Love Letter  02






 1時間目の数学は睡眠時間に充て、2時間目の倫理はちゃんと話を聞いた。
 3時間目は、体育。

 更衣室に行こうと席を立った時、私はお腹にかすかな痛みを感じた。


 トイレに行って確かめたら、やっぱりそうだった。
 今日は寝不足だし、ちょっと貧血っぽい。



 先生への連絡を菜々に頼んで、ふらふらと保健室に向かう。


 我ながら足取りが、危ない。
 保健室までの道のりが、とても長くて果てしなく感じる。



「大丈夫? 葉山さん」



 突然誰かの声が頭の上から降ってきた。

 驚いて見上げると、私より全然背の高い男の子が立っていた。
 校章を見れば3年生であることはわかる。

 でも誰?
 1学年500人のマンモス校だから、わからないのは当たり前だろうけど。
 でもどうして彼は私の名前を知っているのだろうか?

「顔真っ青だよ」
 そう言うと、彼は私を支えてくれた。

 誰なのかな? なんてぼんやりとした頭で考えたけど、ありがたかったのでそのまま保健室まで付き添ってもらった。





「果歩ー。病人、連れてきた」

 保健室のドアを開けるなり、彼はそう言った。


 保健室の先生は『白石果歩』と言う名前の、若い女の先生だ。
 さっぱりとした性格で気さくで、男女問わず人気がある。
 みんな親しみをこめて、『果歩ちゃん』と呼ぶ。


 でもごく当たり前に果歩ちゃんを呼び捨てにする人はいない。


「こら、夕真。学校では呼び捨てはやめてって、いつも言ってるでしょ」

 果歩ちゃんはそう言って、彼を睨み付けた。



 すごく親しげな感じだ。

 もしかして。



「果歩ちゃんって付き合ってるの? この人と」


 思わず口に出して言ってしまったらしい。

 呆気にとられたと言うような表情で、2人は私を見た。


 それから、果歩ちゃんがぷっと吹き出した。

「まさか。夕真なんてお断り」
「それはこっちの台詞」


「そんなことより里佳ちゃん、顔真っ青よ」


 とりあえずソファに座ったら、果歩ちゃんが私を見た。
「どうしたの? 寝不足?」


「それもあるけど・・・」


 男の子がいる前で『生理』なんて言うのはちょっと…と思って、私はもごもごと口ごもった。

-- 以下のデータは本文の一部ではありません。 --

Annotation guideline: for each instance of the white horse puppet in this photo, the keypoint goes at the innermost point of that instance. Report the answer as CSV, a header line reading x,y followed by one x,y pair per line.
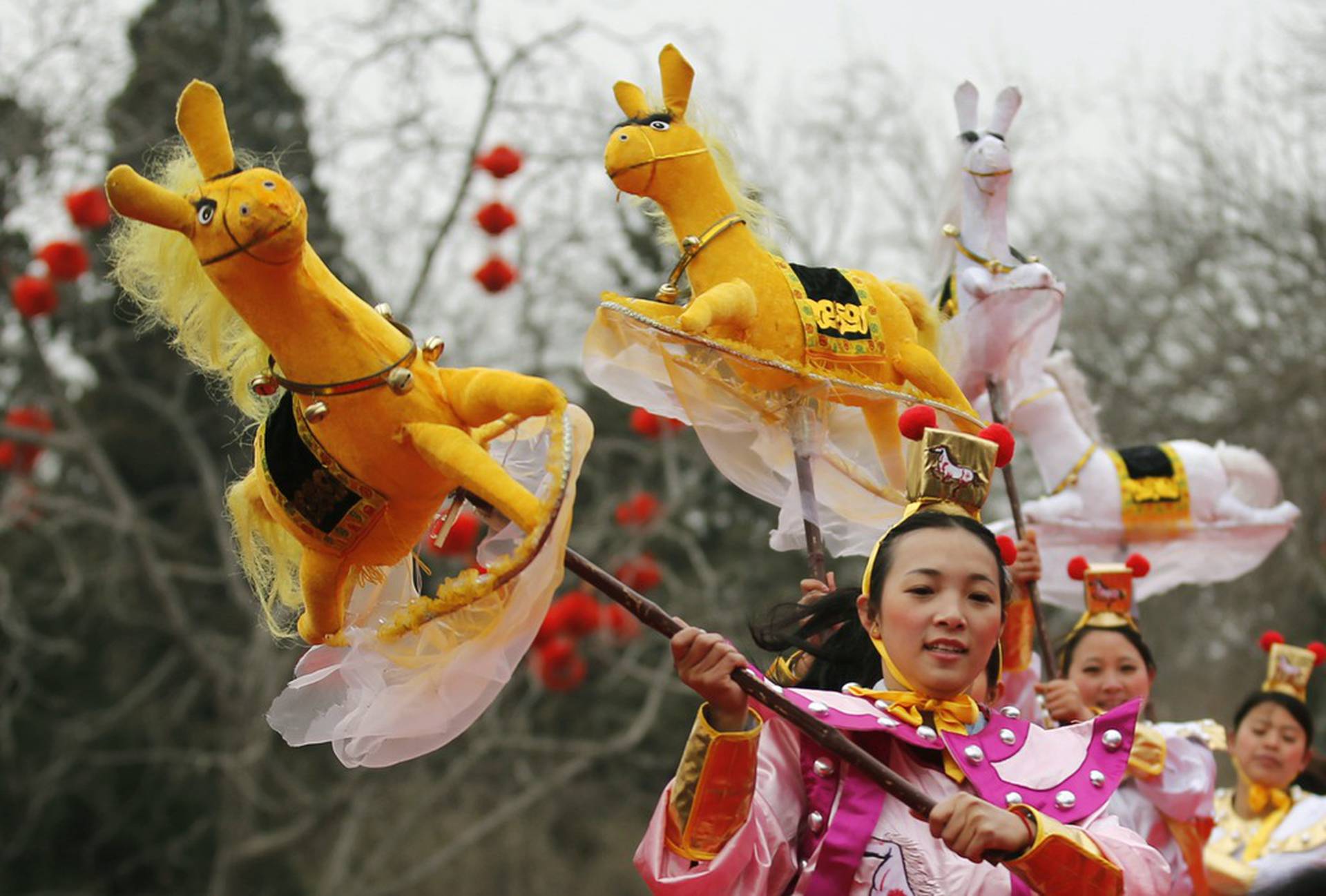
x,y
1200,514
1004,308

 それで果歩ちゃんは私が言わんとすることをわかってくれたらしい。
「薬は飲んだ? カイロとかは?」
 首を振ると、果歩ちゃんは引き出しの中から貼るタイプのカイロを出して来てくれた。

「教室戻りなさい。もう授業は始まってるのよ、白石くん」
「げーっ。こんな時に先生面すんなよ、果歩」
「だから果歩って呼ぶのは止めなさい!」



「果歩ちゃんの恋人じゃないの??」


 彼が出て行った後、お腹にカイロを当てながらしつこくそう聞くと、果歩ちゃんは苦笑した。

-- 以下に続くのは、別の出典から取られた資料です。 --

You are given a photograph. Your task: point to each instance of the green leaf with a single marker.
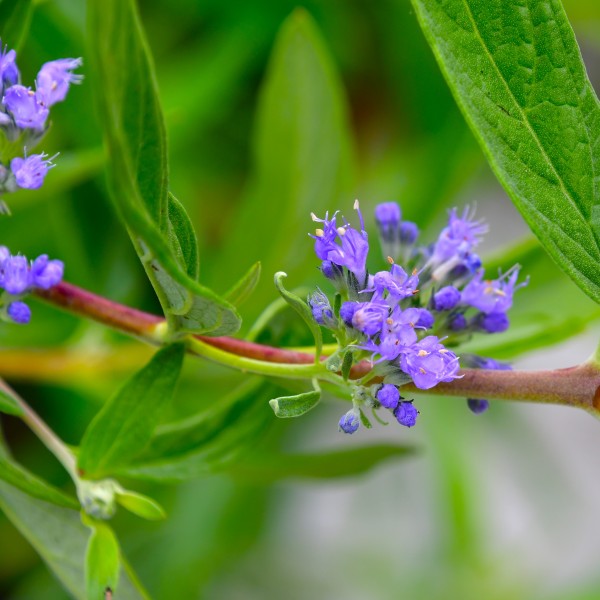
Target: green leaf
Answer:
(517, 74)
(303, 157)
(303, 310)
(215, 453)
(141, 505)
(102, 564)
(287, 407)
(265, 467)
(15, 19)
(21, 478)
(8, 404)
(60, 538)
(245, 286)
(138, 175)
(124, 426)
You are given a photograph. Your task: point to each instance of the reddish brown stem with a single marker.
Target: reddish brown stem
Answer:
(575, 386)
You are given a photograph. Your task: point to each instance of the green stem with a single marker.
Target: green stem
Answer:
(44, 433)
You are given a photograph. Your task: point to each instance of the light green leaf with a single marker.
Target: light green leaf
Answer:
(15, 19)
(21, 478)
(138, 174)
(213, 454)
(265, 467)
(303, 310)
(8, 404)
(517, 74)
(124, 426)
(141, 505)
(245, 286)
(60, 538)
(303, 157)
(287, 407)
(102, 564)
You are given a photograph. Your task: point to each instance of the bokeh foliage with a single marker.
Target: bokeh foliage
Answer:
(271, 112)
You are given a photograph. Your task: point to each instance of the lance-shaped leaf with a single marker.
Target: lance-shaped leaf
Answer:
(138, 173)
(102, 564)
(516, 72)
(124, 426)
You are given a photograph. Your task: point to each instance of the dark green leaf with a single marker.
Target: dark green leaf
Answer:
(141, 505)
(124, 426)
(102, 564)
(341, 463)
(138, 176)
(216, 454)
(8, 404)
(19, 477)
(303, 156)
(245, 286)
(517, 74)
(287, 407)
(15, 18)
(60, 538)
(303, 310)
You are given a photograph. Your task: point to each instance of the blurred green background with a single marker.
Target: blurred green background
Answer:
(497, 506)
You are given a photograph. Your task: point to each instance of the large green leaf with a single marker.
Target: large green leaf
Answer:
(302, 152)
(59, 537)
(138, 174)
(517, 74)
(124, 426)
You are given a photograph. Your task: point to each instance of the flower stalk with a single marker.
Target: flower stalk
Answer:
(576, 386)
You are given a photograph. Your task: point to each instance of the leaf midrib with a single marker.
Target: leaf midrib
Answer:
(523, 115)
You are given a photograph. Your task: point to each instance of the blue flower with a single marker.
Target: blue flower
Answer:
(396, 282)
(446, 298)
(46, 273)
(55, 77)
(477, 405)
(9, 73)
(492, 296)
(349, 422)
(19, 312)
(26, 106)
(388, 396)
(16, 277)
(461, 235)
(387, 216)
(406, 414)
(428, 362)
(30, 172)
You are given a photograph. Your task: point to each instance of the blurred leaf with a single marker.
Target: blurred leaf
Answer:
(536, 322)
(19, 477)
(519, 79)
(245, 286)
(102, 563)
(302, 154)
(236, 439)
(263, 467)
(141, 505)
(302, 308)
(8, 404)
(15, 19)
(287, 407)
(138, 172)
(60, 538)
(124, 426)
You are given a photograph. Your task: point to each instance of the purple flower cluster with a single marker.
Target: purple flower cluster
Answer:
(18, 277)
(406, 318)
(24, 116)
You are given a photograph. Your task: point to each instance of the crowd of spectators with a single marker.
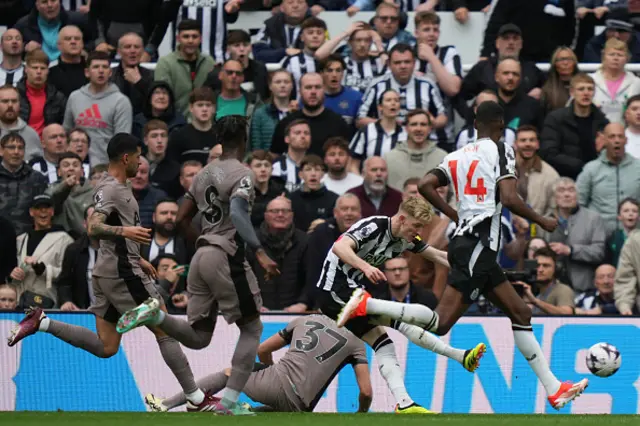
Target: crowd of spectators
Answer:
(342, 130)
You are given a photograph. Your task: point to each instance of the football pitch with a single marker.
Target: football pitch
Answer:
(306, 419)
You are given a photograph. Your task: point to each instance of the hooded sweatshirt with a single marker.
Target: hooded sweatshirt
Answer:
(101, 115)
(404, 163)
(33, 147)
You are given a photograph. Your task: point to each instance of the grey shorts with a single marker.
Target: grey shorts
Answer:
(265, 387)
(115, 296)
(218, 281)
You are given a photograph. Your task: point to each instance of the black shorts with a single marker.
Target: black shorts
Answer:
(332, 307)
(474, 268)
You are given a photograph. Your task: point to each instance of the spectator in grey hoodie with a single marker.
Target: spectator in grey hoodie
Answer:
(10, 121)
(99, 108)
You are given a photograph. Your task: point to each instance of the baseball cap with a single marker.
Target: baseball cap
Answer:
(509, 29)
(41, 201)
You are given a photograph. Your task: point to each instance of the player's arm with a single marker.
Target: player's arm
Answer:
(269, 346)
(363, 379)
(427, 188)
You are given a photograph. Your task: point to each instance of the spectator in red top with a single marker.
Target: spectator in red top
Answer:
(41, 103)
(376, 197)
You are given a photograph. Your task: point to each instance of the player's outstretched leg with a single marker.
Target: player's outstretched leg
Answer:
(559, 394)
(361, 303)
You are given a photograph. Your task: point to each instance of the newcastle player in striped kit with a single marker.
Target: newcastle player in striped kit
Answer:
(354, 259)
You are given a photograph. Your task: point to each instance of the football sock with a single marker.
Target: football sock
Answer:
(426, 340)
(178, 363)
(183, 332)
(411, 313)
(212, 383)
(390, 370)
(242, 361)
(74, 335)
(530, 349)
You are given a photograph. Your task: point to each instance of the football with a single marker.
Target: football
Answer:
(603, 359)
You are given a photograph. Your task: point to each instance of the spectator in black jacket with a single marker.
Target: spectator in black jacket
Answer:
(74, 282)
(67, 72)
(287, 246)
(570, 135)
(345, 213)
(313, 201)
(164, 172)
(146, 194)
(133, 80)
(159, 103)
(50, 13)
(256, 76)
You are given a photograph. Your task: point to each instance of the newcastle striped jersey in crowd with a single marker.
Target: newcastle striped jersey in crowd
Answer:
(373, 140)
(11, 76)
(418, 93)
(374, 244)
(450, 58)
(358, 75)
(474, 172)
(298, 65)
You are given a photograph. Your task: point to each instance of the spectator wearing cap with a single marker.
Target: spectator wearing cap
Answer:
(287, 246)
(618, 26)
(71, 195)
(176, 69)
(74, 284)
(40, 253)
(313, 200)
(256, 75)
(508, 43)
(19, 183)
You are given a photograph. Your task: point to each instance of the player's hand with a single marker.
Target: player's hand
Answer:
(549, 224)
(268, 264)
(138, 234)
(374, 274)
(69, 306)
(148, 269)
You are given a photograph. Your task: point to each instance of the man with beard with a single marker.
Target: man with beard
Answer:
(11, 67)
(345, 213)
(376, 197)
(323, 122)
(536, 176)
(519, 109)
(336, 156)
(165, 239)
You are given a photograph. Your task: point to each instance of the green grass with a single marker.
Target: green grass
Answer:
(306, 419)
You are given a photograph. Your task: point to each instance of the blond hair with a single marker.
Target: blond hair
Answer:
(418, 208)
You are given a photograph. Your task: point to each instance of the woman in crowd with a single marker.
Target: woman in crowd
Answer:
(266, 117)
(555, 91)
(614, 85)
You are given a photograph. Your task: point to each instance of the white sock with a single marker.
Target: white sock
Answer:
(392, 373)
(530, 349)
(44, 324)
(411, 313)
(195, 397)
(429, 341)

「夕真なんてお断り。夕真の苗字は『白石』なのよ。さて里佳ちゃん。私の苗字はなんだったでしょうか?」
「・・・白石? あ」

「そ、弟なのよ」


 そう言われてみれば、顔立ちも結構似ていたような気がする。


「里佳ちゃん、顔色すごい悪いのに元気なのね・・・」

 呆れたように果歩ちゃんが私をまじまじと見つめる。

「うーん。体も辛いけど好奇心が上回った」


 そう答えると、果歩ちゃんは笑った。

「ちょっと寝てなさい。里佳ちゃん生理痛重いでしょう? 本当に辛くなったらベッドに移ってもいいし」

「4時間目には出たいなぁ」


 そう呟くと、果歩ちゃんは笑った。

「それは里佳ちゃんの体調次第ね」



 自分でも、ムリかなぁと思う。



 私の生理痛は恐ろしく重い。

 1日目は大体1日保健室に居座ることになってしまう。
 そして大体2日目は欠席。


 健康優良児で、無遅刻無欠席を目指していたのに、初潮を迎えてからはそんなのは夢の夢になってしまった。

 1ヶ月に1回くらいは欠席するのだから。



 果歩ちゃんが机に向かったのを切欠に、私は目を閉じた。


 そう言えば、お礼言わなかったな。


 わざわざ保健室まで付き添ってくれた果歩ちゃんの弟。



 今度会ったらお礼、言おう。



 そう思った。






 そして里佳は、少しずつ、彼のことを心のどこかで意識し始める。